Enquanto órgãos para transplante são rigidamente controlados, corpos doados para pesquisa circulam sob regras flexíveis, permitindo que empresas privadas lucrativas atuem em uma zona cinzenta legal.
O que é a indústria de body brokers nos Estados Unidos?
A expressão indústria de body brokers descreve empresas que se apresentam como bancos de tecidos ou programas de doação científica, mas operam com lógica comercial. A família doa o corpo sem pagamento, motivada pela promessa de ajudar a ciência e reduzir custos de funeral, enquanto a empresa monetiza cada etapa do processo.
Após o recebimento, o corpo é refrigerado, catalogado e fracionado em cabeças, colunas, membros e troncos, que são vendidos como “tecido não transplantável”.
Um mesmo cadáver pode abastecer treinamentos cirúrgicos, testes de dispositivos médicos e estudos biomecânicos, gerando múltiplas fontes de receita com base em uma única doação gratuita.

Como funciona o comércio de partes do corpo humano?
O comércio de partes do corpo humano começa geralmente no hospital ou em serviços de cuidados paliativos, quando representantes abordam parentes em luto. A proposta enfatiza benefícios simbólicos e econômicos, muitas vezes sem detalhar de forma clara todos os possíveis usos do corpo ou de suas partes.
As ofertas feitas às famílias costumam incluir promessas padronizadas, que ajudam a tornar o processo mais atraente e a minimizar objeções éticas imediatas:
Absorção integral dos custos de traslado, liberação e processamento inicial do doador pela instituição, atenuando o passivo financeiro da família.
Tratamento digno de resíduos anatômicos após ciclos de dissecação, operando o fechamento do inventário biológico via incineração regulada.
Protocolos de etiquetagem forense com QR-Codes/chips para blindar a cadeia de custódia e garantir a fidedignidade das cinzas devolvidas.
Ancoragem ética do processo em cerimônias de agradecimento (“Cerimônia do Jaleco/Anatomia”), chancelando o doador como o primeiro professor da medicina.
Por que esse comércio é considerado legal em muitos casos?
A legislação federal norte-americana proíbe a venda de órgãos para transplante, mas é vaga quanto a corpos doados para ensino e pesquisa. Permite cobrar valores “razoáveis” por preparação, armazenagem e transporte, sem definir claramente limites ou critérios objetivos para esses custos.
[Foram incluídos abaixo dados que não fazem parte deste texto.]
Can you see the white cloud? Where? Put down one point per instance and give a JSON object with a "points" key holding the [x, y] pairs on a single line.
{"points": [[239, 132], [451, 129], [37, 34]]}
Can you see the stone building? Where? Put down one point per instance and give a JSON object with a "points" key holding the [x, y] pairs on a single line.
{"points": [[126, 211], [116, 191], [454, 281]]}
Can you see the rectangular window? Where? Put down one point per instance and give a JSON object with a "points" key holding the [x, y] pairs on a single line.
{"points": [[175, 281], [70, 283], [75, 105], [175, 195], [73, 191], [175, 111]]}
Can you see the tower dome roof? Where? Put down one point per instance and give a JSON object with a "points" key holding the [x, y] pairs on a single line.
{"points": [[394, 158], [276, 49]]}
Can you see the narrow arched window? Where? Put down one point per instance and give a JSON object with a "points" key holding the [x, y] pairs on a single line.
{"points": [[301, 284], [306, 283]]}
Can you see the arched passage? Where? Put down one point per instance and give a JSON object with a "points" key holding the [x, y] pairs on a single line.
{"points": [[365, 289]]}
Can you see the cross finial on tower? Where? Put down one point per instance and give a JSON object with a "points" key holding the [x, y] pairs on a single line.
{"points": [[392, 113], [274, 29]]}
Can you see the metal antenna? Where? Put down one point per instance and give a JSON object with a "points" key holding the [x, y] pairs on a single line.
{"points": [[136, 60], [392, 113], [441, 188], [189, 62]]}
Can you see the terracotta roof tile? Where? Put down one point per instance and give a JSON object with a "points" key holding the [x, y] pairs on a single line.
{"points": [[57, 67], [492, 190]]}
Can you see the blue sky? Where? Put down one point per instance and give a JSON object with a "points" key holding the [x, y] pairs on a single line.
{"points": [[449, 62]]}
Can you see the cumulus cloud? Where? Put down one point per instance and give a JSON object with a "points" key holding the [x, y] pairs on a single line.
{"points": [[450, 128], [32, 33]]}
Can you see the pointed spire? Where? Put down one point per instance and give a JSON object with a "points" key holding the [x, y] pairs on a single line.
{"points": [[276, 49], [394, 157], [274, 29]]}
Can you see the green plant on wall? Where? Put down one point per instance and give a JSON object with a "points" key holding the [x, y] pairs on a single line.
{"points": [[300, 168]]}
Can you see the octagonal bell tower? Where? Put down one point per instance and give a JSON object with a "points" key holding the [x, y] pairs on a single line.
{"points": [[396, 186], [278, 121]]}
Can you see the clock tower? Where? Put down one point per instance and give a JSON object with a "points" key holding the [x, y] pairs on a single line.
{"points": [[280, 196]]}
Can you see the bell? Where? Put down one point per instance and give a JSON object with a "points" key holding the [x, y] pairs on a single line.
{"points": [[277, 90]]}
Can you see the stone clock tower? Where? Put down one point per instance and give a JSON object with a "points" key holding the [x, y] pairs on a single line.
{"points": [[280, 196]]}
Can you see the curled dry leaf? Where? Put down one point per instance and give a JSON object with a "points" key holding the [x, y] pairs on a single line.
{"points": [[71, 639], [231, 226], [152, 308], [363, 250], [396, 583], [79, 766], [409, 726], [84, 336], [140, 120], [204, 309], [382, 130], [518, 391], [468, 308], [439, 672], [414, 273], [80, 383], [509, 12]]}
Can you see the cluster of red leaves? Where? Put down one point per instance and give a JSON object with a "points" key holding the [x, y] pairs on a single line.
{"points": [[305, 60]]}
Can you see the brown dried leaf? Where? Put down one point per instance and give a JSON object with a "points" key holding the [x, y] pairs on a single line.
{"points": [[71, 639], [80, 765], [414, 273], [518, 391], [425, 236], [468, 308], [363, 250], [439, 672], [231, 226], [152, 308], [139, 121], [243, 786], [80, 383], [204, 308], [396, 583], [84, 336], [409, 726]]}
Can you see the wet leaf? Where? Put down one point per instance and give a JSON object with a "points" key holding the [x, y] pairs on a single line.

Diferentemente de países como o Reino Unido, que restringem o lucro com partes humanas, os Estados Unidos tornaram-se grandes fornecedores internacionais de material anatômico para universidades, indústrias médicas e empresas de treinamento.

Quais riscos e problemas afetam as famílias doadoras?
Muitas famílias acreditam que o corpo será usado em estudos ligados à doença que causou a morte, mas o destino real pode incluir fins militares ou comerciais que jamais aceitariam. A falta de transparência é um dos principais focos de crítica ética e de litígios na Justiça.
A matéria publicada pela Reuters apontou revenda de partes para testes de explosões, circulação de tecidos com doenças infecciosas e mistura de cinzas em funerárias que também atuam como intermediárias.
Mesmo assim, boa parte das acusações acaba enquadrada em crimes de fraude, e não na própria venda de restos humanos, que segue, em grande medida, amparada por lacunas legais.
Que mudanças regulatórias estão em debate atualmente?
Escândalos envolvendo desvio de partes humanas em universidades e comércio de restos roubados ampliaram a pressão por novas regras. Alguns estados já propõem leis específicas para criminalizar o uso de tecidos obtidos sem consentimento válido ou em condições sanitárias precárias.
Cresce a defesa de uma regulação federal para doações de corpos inteiros, com padrões mínimos de informação às famílias, rastreabilidade e limites para o lucro.